The FITS study is the only cross-sectional national survey of infant and toddler feeding practices in the US. This is the only analysis to date, that specifically explored the role of infant cereal in the overall diet of infants and toddlers. Dietary findings were presented by small age categories due to the rapid changes in feeding practices in young children. This study has several limitations. First, it relies on a 24 h recall to assess dietary intake and it was not possible to track changes in iron intake or infant cereal intake among individuals over time. Secondly, we assessed total dietary iron intake and did not assess differences in iron absorption from heme iron sources, non-heme iron sources, and breastmilk. Also, we did not specifically evaluate the impact of toddler formulas compared to cow milk in children over 12 months of age on total dietary iron intake, although the availability of toddler formulas in the U.S. market at the time was limited. Finally, the findings of our study, while directly relevant to the unique dietary and social matrix of the US, cannot be generalized to other populations. There is a global relevance when considering nutrient deficiency disorders often thought to only exist in developing countries.

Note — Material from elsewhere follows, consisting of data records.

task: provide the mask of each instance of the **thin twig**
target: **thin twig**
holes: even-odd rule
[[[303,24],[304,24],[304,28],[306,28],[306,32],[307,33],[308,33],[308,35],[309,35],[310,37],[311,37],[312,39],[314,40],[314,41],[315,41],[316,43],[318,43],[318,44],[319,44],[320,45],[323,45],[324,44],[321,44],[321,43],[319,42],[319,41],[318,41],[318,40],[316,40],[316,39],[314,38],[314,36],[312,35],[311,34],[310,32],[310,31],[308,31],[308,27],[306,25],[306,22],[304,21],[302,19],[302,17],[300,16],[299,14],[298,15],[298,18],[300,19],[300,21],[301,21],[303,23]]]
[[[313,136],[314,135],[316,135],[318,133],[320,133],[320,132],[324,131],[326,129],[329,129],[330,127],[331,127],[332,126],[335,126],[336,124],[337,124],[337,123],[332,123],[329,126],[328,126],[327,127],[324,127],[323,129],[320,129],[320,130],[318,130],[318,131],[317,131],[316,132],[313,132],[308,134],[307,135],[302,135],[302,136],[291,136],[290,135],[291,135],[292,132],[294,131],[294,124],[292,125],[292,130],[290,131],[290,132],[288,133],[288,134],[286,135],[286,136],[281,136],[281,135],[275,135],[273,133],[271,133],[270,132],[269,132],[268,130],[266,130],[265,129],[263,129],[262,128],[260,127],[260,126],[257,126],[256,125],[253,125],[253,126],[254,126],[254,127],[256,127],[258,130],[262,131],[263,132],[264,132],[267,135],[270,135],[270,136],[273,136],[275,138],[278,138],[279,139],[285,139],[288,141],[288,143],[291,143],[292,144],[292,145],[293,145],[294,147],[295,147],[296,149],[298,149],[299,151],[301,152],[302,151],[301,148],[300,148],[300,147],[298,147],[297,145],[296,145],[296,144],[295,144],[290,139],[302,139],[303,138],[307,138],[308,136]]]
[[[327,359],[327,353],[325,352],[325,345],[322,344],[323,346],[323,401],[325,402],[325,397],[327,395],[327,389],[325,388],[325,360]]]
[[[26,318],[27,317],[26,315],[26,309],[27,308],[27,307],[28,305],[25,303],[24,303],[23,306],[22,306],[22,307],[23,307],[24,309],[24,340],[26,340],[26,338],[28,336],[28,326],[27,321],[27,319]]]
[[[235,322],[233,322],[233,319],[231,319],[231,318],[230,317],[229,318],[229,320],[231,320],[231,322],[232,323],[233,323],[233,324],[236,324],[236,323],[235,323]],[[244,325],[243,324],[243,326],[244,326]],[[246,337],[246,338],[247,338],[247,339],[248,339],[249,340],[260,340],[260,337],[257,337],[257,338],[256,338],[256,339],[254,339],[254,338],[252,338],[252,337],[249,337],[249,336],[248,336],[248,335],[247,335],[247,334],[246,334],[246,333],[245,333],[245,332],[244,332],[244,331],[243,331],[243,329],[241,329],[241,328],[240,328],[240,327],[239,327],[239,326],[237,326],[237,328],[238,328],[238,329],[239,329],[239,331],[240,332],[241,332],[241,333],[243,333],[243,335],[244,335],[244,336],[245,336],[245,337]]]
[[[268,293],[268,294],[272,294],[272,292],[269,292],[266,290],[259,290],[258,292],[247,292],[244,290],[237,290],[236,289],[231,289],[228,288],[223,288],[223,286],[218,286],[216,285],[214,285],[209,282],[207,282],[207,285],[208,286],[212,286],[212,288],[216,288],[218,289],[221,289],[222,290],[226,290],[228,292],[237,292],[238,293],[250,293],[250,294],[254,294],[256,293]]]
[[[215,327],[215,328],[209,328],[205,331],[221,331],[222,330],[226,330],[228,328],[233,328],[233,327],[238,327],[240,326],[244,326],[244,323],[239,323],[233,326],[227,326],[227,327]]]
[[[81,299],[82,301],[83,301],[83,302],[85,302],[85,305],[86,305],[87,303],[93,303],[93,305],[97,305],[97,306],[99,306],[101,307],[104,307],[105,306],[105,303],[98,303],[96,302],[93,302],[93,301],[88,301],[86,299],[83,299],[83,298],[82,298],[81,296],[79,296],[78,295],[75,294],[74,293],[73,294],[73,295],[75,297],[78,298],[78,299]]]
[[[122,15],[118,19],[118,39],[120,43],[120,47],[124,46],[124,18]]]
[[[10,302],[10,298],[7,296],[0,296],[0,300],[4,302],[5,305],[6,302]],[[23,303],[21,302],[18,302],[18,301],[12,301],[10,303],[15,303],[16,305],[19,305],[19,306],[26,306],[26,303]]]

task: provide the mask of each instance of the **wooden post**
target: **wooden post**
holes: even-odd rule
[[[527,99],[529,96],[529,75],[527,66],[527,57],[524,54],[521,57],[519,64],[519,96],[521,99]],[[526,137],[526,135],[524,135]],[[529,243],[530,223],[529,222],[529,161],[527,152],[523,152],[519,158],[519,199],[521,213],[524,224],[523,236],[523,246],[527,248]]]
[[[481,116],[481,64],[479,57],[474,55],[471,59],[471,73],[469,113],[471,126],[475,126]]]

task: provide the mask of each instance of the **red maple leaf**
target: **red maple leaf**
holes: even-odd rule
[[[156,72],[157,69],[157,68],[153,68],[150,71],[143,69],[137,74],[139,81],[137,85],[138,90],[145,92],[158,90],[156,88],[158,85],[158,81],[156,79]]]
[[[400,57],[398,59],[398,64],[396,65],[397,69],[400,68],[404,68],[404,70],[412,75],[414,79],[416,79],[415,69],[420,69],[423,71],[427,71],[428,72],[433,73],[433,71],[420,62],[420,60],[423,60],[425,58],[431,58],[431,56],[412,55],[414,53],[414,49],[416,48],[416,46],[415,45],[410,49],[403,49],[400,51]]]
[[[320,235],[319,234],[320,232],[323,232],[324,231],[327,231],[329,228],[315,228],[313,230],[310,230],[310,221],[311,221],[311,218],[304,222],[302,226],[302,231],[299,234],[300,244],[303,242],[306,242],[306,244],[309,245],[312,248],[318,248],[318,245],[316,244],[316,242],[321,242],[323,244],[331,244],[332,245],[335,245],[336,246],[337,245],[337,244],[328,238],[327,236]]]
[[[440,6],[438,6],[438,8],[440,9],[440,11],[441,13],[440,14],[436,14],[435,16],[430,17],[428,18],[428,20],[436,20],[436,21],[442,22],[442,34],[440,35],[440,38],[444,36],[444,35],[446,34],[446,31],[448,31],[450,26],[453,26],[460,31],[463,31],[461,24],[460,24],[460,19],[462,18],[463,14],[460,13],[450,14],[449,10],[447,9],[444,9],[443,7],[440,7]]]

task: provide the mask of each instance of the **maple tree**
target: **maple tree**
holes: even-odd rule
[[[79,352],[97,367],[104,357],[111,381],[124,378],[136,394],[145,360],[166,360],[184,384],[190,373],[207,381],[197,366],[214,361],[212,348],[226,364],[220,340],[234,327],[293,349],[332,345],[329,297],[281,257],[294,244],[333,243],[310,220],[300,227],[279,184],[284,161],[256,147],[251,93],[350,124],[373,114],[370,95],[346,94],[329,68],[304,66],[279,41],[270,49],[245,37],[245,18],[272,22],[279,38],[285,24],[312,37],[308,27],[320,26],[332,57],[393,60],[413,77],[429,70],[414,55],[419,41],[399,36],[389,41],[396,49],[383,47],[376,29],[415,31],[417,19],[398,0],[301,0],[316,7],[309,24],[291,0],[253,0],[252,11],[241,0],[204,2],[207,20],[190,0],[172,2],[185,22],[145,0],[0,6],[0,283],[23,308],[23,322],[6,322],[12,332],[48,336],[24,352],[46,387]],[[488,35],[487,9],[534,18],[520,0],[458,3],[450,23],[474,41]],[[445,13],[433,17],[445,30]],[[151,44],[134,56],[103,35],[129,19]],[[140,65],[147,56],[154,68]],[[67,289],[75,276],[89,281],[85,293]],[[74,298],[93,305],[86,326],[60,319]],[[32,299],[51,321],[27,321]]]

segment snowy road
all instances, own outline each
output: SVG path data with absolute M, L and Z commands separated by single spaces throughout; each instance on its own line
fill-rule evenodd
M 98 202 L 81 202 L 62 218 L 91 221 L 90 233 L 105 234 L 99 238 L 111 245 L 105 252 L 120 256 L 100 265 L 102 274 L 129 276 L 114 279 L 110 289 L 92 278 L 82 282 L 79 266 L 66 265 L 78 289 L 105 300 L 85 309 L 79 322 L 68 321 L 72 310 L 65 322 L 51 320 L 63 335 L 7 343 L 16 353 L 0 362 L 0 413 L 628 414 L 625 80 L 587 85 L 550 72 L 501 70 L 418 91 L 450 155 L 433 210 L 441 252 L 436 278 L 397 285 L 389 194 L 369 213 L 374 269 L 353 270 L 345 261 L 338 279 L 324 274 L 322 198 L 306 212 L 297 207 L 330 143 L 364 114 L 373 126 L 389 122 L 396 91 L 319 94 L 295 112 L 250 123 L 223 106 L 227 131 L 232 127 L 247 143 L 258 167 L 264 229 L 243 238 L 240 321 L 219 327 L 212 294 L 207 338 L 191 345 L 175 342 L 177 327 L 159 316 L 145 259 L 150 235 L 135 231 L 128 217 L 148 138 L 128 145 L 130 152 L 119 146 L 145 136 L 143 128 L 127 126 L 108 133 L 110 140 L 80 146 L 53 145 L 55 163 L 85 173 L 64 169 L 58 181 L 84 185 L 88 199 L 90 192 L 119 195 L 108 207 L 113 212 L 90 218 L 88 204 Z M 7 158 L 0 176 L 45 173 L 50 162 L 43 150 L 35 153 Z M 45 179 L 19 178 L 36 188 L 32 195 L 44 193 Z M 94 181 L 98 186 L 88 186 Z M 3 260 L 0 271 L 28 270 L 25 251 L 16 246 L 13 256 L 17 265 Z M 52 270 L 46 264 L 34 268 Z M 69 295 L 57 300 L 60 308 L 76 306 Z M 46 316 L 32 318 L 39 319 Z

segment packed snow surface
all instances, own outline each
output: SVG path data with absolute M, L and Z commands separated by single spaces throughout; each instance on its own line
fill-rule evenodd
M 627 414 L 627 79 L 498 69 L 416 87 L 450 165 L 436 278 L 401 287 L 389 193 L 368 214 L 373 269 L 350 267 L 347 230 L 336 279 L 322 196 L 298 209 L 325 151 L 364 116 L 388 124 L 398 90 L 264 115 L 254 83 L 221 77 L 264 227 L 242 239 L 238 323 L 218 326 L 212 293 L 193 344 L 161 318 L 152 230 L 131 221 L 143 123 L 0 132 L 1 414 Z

Future research is needed to determine if prospective interventions aimed at increasing iron fortified cereals, iron rich meats, and/or iron fortified toddler formula intakes impact dietary iron intake and iron status in infants and toddlers in the US. Future FITS analysis may reveal how complementary feeding continues to change and how toddler formulas, specifically, impact the diets of young children.

5. Conclusions

Our findings indicate that infant cereal consumption among infants and toddlers in the US is declining and iron rich meat intake remains very limited. The general recommendations for pediatric health care providers are to encourage consumption of meats, iron containing vegetables, and iron-fortified cereals for infants and toddlers between 6 and 24 months of age [3]. A recent study in Western Europe indicates that iron fortified toddler formulas may also play a role in preventing ID [36]. As clinicians continue to endorse the introduction of complementary foods at around six months of age, it is imperative that they emphasize the importance of iron, recognizing the very low intake of iron-rich meats and the declining use of iron-fortified infant cereal among young children in the US as strong reasons to recommend iron rich and iron-fortified complementary foods. Educating caregivers about ways to incorporate highly bioavailable iron rich foods and iron fortified infant cereals into homemade baby foods and recipes for baby led weaning approaches may be especially helpful.

Acknowledgments

All phases of this study were supported by Nestlé Nutrition. The Feeding Infants and Toddlers Study was funded by Nestlé Nutrition through a contract with Mathematica Policy Research. The authors would like to acknowledge Erin Quann, Susan Pac, and Denise Deming for their contributions to this study and publication.

Author Contributions

Author Contributions

Kristen Finn, Ryan Carvalho, and Cheryl Callen conceptualized and designed the study, interpreted the data, drafted the initial manuscript, and approved the final manuscript as submitted. Kathleen Reidy contributed to the design of the study and data analysis, reviewed and revised the manuscript, and approved the final manuscript as submitted. Jatinder Bhatia, Lori J. Bechard, and Ryan Carvalho coordinated and supervised data collection, critically reviewed the manuscript, and approved the final manuscript as submitted.

Conflicts of Interest

Conflicts of Interest

Kristen Finn, Cheryl Callen, Kathleen Reidy, Lori J. Bechard, and Ryan Carvalho are employed by Nestlé Nutrition. Jatinder Bhatia serves as a consultant to Nestlé Nutrition Institute.